The Goal
The Dark and Stormy Archives (DSA) project exists to provide storytelling solutions to improve the understanding of web archive collections. With search engines, collection users must first have a query in mind. What if the user does not know enough about the collection to form a query? Our goal is to provide a "summary of summaries" in the form of social media storytelling that describes a collection sufficiently for a user to decide if that collection merits further time.
Background
Researchers Create Their Own Web Archive Collections
Historians, social scientists, and journalists use web archives to understand human behavior. Creating collections is not limited to researchers. Organizations archive their own web presence and libraries focus on curating content specific to their communities. These collections gain further value when they are explored again by future users.
These Collections Have Semantic Value
The curators of these collections implied aboutness by centering these collections on a specific topic. Thanks to this work, users of these collections interested in that topic do not need to search the web, or even full web archives, to find a set of pages on that topic.
Web Archive Collections Have Many Versions of the Same Page
Web archive collections are different from other document collections because they have different versions of the same page over time. These versions have value because they allow users to see how events unfolded in a news story, or how organizations change over time. This temporal component means that web archive collections require different summarization and visualization techniques than other document collections.
Tools Exist, Allowing for Easy Collection Creation
Tools like Archive-It and Webrecorder exist to allow users to create collections of archived web pages easily. These tools have allowed organizations to easily preserve their history and historians to document events as they unfold.
The Problem
Web Archive Collections Can Be Large
Curators choose web pages as seeds for the web archive collection. Web archives save each version of a web page as a memento. Some collections contain thousands of seeds and every capture of a seed results in one or more mementos. If a potential user wants to review a collection to understand it, they may need to review thousands of mementos.
There Are Multiple Collections About the Same Topic
Because collections are easy to create, there are many collections about the same topic.
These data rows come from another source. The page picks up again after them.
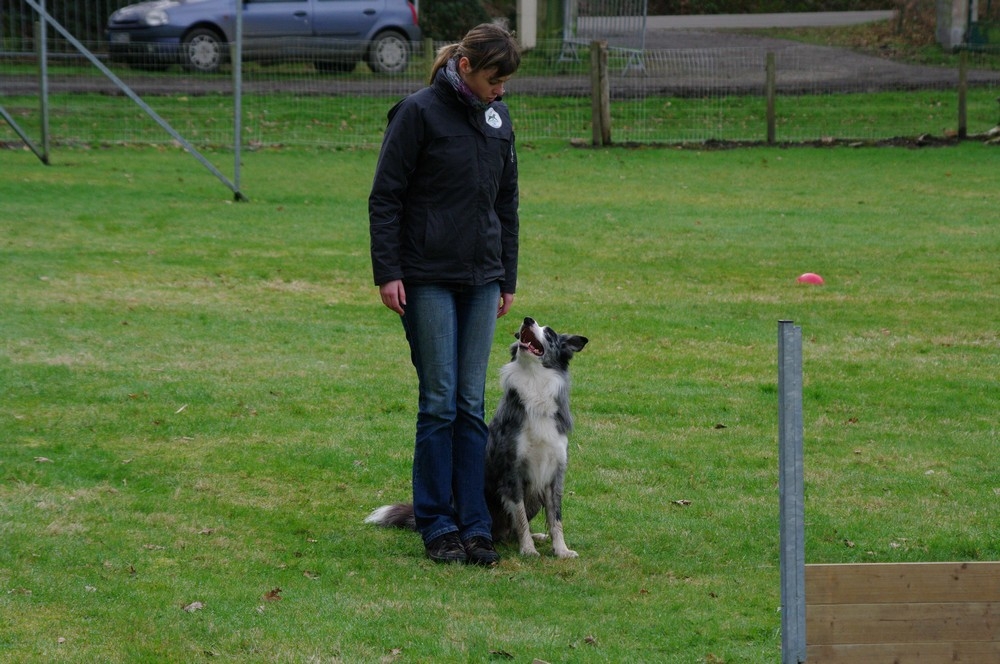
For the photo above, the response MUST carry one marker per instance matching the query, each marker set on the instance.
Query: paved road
(784, 20)
(685, 56)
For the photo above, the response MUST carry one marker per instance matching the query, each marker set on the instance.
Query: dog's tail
(399, 515)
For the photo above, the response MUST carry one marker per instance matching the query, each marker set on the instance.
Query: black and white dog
(528, 446)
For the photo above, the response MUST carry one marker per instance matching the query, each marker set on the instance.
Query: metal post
(42, 46)
(771, 93)
(791, 493)
(238, 102)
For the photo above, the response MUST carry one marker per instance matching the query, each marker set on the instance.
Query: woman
(444, 223)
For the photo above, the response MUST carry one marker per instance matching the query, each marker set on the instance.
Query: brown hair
(488, 46)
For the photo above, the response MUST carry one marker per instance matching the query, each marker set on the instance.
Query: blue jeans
(450, 332)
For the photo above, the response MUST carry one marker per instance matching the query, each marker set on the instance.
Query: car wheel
(204, 51)
(389, 53)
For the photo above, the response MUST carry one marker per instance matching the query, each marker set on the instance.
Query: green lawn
(200, 400)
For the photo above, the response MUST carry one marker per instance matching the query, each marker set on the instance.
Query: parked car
(333, 34)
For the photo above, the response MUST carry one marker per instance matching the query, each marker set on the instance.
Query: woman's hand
(506, 300)
(393, 295)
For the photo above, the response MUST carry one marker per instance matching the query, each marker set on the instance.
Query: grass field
(200, 400)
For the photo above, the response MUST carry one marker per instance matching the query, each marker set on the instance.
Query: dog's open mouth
(529, 342)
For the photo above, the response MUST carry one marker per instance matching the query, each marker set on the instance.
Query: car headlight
(156, 18)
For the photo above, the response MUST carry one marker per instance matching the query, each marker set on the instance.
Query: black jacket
(443, 205)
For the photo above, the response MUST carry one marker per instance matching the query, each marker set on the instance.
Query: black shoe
(480, 551)
(446, 548)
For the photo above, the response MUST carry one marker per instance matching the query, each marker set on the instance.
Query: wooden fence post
(963, 88)
(600, 93)
(791, 494)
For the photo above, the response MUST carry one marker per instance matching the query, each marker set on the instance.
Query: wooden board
(909, 622)
(905, 653)
(877, 583)
(909, 613)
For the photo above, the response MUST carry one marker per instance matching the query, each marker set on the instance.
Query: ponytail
(487, 46)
For example, searches on Archive-It the topic "human rights" results in 31 collections for a user to review.
More Collections Are Added Each Year
There were more than 4,000 public Archive-It collections by the end of 2016, and this number has grown to 5,857 by March 2019.
Metadata Exists, But...
With other document collections, metadata is an invaluable tool for understanding the collection and its contents. For example, Encoded Archival Description (EAD) exists for collections, and MAchine-Readable Cataloguing (MARC) exists for books. These standards exist so that users can compare items to each other. Even though Archive-It provides fields from Dublin Core, supplying metadata on individual seeds or a whole collection is optional. When present, the metadata is generated by different curators from different organizations with different content standards and different rules of interpretation. Thus, even when present, users cannot reliably compare metadata on web archive collections in order to understand them.
The Problem, Summarized
- There are multiple collections about the same topic.
- The metadata for each collection is non-existent or inconsistently applied.
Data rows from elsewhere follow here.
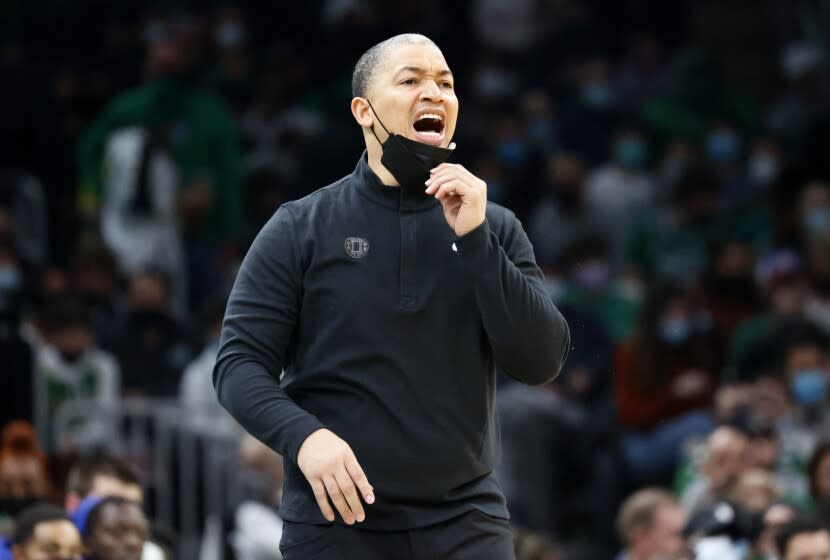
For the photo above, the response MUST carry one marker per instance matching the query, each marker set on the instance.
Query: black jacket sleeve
(528, 335)
(259, 321)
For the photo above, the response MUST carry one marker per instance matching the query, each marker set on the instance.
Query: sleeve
(529, 337)
(259, 321)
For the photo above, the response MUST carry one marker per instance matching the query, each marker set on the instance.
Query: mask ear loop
(372, 128)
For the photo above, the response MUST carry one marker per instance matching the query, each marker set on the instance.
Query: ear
(362, 113)
(637, 535)
(72, 501)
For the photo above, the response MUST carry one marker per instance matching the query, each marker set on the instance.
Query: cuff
(473, 246)
(299, 432)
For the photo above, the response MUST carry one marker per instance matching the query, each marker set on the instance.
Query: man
(112, 528)
(44, 531)
(389, 326)
(101, 475)
(727, 457)
(803, 540)
(651, 523)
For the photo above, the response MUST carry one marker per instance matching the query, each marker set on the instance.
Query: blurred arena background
(668, 160)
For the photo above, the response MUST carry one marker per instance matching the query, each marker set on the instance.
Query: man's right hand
(332, 470)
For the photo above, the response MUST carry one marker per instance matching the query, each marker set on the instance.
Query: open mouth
(429, 128)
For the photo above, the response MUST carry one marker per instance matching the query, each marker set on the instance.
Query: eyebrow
(419, 70)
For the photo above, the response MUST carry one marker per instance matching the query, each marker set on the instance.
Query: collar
(369, 185)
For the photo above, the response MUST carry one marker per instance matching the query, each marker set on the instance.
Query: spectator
(94, 277)
(730, 288)
(756, 343)
(803, 540)
(772, 521)
(756, 490)
(726, 456)
(563, 214)
(818, 472)
(112, 528)
(805, 368)
(23, 476)
(675, 242)
(101, 475)
(651, 524)
(531, 546)
(593, 286)
(152, 346)
(68, 367)
(196, 392)
(172, 178)
(664, 381)
(45, 531)
(256, 525)
(623, 187)
(17, 382)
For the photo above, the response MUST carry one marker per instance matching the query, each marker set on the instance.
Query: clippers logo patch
(357, 247)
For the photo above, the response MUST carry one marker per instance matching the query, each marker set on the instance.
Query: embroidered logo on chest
(357, 247)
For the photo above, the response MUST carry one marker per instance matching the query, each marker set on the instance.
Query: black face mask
(407, 160)
(13, 506)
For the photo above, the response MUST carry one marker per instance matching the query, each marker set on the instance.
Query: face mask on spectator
(763, 169)
(229, 34)
(809, 386)
(723, 146)
(597, 95)
(630, 153)
(675, 331)
(817, 221)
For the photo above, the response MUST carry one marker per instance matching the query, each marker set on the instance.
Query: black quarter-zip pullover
(389, 329)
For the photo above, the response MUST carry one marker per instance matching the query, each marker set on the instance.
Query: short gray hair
(368, 64)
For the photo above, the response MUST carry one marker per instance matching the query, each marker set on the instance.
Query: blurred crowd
(679, 210)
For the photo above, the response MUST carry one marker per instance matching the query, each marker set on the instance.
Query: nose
(431, 91)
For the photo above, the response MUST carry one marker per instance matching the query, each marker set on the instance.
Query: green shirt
(203, 143)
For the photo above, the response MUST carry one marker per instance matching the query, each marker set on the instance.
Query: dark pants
(472, 536)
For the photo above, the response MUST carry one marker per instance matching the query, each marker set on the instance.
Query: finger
(338, 500)
(360, 480)
(451, 189)
(434, 183)
(456, 168)
(350, 493)
(444, 166)
(322, 499)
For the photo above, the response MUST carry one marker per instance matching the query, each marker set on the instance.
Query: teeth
(430, 116)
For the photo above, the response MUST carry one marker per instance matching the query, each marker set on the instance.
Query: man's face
(413, 81)
(809, 546)
(120, 533)
(52, 539)
(665, 536)
(109, 486)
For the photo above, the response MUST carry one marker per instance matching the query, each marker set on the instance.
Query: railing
(187, 459)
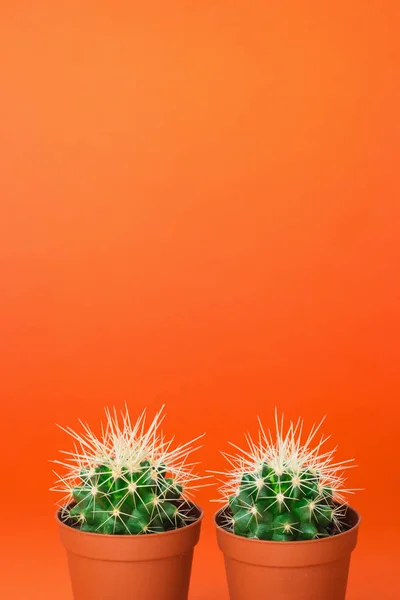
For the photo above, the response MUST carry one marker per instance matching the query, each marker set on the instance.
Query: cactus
(128, 481)
(285, 490)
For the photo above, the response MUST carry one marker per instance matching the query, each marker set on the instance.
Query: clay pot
(309, 570)
(131, 567)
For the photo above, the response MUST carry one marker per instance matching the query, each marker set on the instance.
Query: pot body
(310, 570)
(130, 567)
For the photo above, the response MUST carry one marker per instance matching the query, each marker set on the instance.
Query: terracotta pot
(314, 570)
(131, 567)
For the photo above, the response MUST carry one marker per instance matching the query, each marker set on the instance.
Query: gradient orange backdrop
(199, 207)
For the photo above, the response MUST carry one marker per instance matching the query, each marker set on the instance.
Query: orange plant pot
(311, 570)
(127, 567)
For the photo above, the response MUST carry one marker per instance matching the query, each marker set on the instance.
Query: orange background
(199, 206)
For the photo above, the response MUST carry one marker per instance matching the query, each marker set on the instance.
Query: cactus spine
(285, 490)
(129, 481)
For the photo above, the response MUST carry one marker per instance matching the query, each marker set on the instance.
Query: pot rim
(287, 544)
(131, 535)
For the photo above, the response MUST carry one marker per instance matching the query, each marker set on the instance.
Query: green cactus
(293, 505)
(128, 482)
(285, 490)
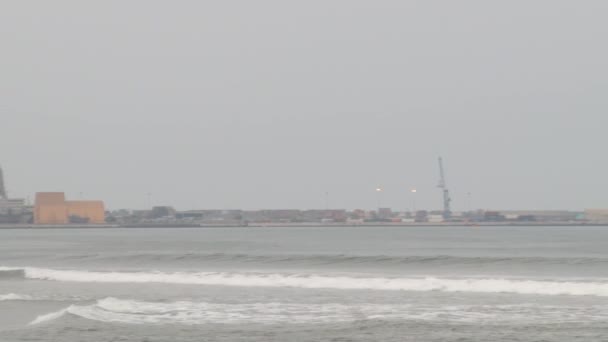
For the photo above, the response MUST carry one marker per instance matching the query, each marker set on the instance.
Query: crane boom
(446, 193)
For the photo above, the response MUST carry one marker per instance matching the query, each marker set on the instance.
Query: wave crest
(112, 310)
(312, 281)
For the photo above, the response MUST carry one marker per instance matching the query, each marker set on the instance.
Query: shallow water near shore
(305, 284)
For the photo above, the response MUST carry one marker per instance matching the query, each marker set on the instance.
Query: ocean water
(305, 284)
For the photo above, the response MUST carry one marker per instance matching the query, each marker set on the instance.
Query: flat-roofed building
(50, 208)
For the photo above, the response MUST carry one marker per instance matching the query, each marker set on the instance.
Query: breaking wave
(429, 260)
(112, 310)
(312, 281)
(13, 296)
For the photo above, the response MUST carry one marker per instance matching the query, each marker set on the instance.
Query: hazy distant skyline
(272, 104)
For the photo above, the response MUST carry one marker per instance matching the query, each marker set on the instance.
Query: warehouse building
(52, 208)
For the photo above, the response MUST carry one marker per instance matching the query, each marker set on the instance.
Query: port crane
(446, 193)
(2, 188)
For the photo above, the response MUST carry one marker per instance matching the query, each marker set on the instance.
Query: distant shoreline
(308, 225)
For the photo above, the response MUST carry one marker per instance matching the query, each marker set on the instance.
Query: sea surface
(305, 284)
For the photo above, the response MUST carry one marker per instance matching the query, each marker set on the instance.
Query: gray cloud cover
(271, 104)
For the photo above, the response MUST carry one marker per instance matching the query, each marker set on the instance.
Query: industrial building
(52, 208)
(12, 210)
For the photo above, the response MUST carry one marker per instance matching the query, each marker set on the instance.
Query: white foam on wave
(112, 310)
(480, 285)
(14, 296)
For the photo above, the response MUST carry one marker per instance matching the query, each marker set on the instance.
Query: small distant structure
(2, 187)
(52, 208)
(447, 212)
(596, 215)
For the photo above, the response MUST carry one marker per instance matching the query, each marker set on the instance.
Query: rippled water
(305, 284)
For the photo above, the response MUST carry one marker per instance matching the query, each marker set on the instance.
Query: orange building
(52, 208)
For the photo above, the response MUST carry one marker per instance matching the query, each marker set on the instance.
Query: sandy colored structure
(52, 208)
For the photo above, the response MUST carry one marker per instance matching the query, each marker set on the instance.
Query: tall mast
(2, 188)
(446, 193)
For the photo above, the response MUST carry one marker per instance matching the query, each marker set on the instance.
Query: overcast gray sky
(271, 104)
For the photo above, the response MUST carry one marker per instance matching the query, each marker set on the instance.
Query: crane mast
(446, 193)
(2, 188)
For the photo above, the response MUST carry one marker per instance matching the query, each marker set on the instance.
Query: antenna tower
(446, 193)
- Many collections have thousands of seeds with multiple mementos.
- There are thousands of collections.
The Proposal
A Representative Sample Visualized With Social Media Storytelling
We can sample the colleciton to find the mementos that best represent it so that users can understand it. From there, we can visualize the mementos with social media storytelling. Social media storytelling visualizes web pages as surrogates, like cards and browser thumbnails.
A user viewing these stories should now understand the collection well enough to determine if it meets their needs, thus saving them time and effort.